Another conformance question... This time fputs().
David Schultz
das at FreeBSD.ORG
Tue Mar 2 08:54:13 PST 2004
On Tue, Mar 02, 2004, Jordan K. Hubbard wrote:
> That gives us this behavior for our little test program:
>
> errno = 13, rc = -1
> fwrite errno = 13, rc = 0
>
> In both cases, we get EACCES for fputs() or fwrite() attempts on a
> read-only file pointer pointing to a read-only device, something we'd
> expect to get "permission denied" for I think.
Nice catch. I think the wording of POSIX suggests that the error
code is supposed to be EBADF, which is returned if ``the file
descriptor [...] is not a valid file descriptor for writing.''
Although you could argue that the standard is wrong, Linux and
Solaris return EBADF, so we probably should, too.

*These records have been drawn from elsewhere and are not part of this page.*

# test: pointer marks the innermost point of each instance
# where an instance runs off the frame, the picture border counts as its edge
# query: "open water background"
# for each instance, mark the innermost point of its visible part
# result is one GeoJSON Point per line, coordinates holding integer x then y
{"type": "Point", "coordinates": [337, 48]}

(By the way, there are a few other cantwrite() calls in libc that
probably have the same bug.)
> In the case where we
> open the fp for write access, the FreeBSD behavior is unchanged:
>
> errno = 19, rc = 0
> fwrite errno = 0, rc = 18
>
> Which gives us ENODEV for the fputs(3) and no error for the fwrite(3).
> I'm not sure why an error is returned at all in the fputs(3) case since
> it seems perfectly valid to write onto /dev/null and simply have the
> data be discarded, but that error is coming back from somewhere deeper
> of the bowels of stdio and has nothing to do with my proposed diff in
> any case. Red Hat Linux, interestingly enough, returns errno 25 in
> this case (ENOTTY)!
I'll bet the isatty() call in __smakebuf() is setting errno
because /dev/null doesn't support the relevant ioctl. Note that
rc=0 so libc is ignoring the error and completing the write, even
though it spuriously sets errno. In any case, you're right that
this is an unrelated bug.
> This is your libc. This is your libc on SUSv2*. Any questions?
ASCII stupid question, get a stupid ANSI.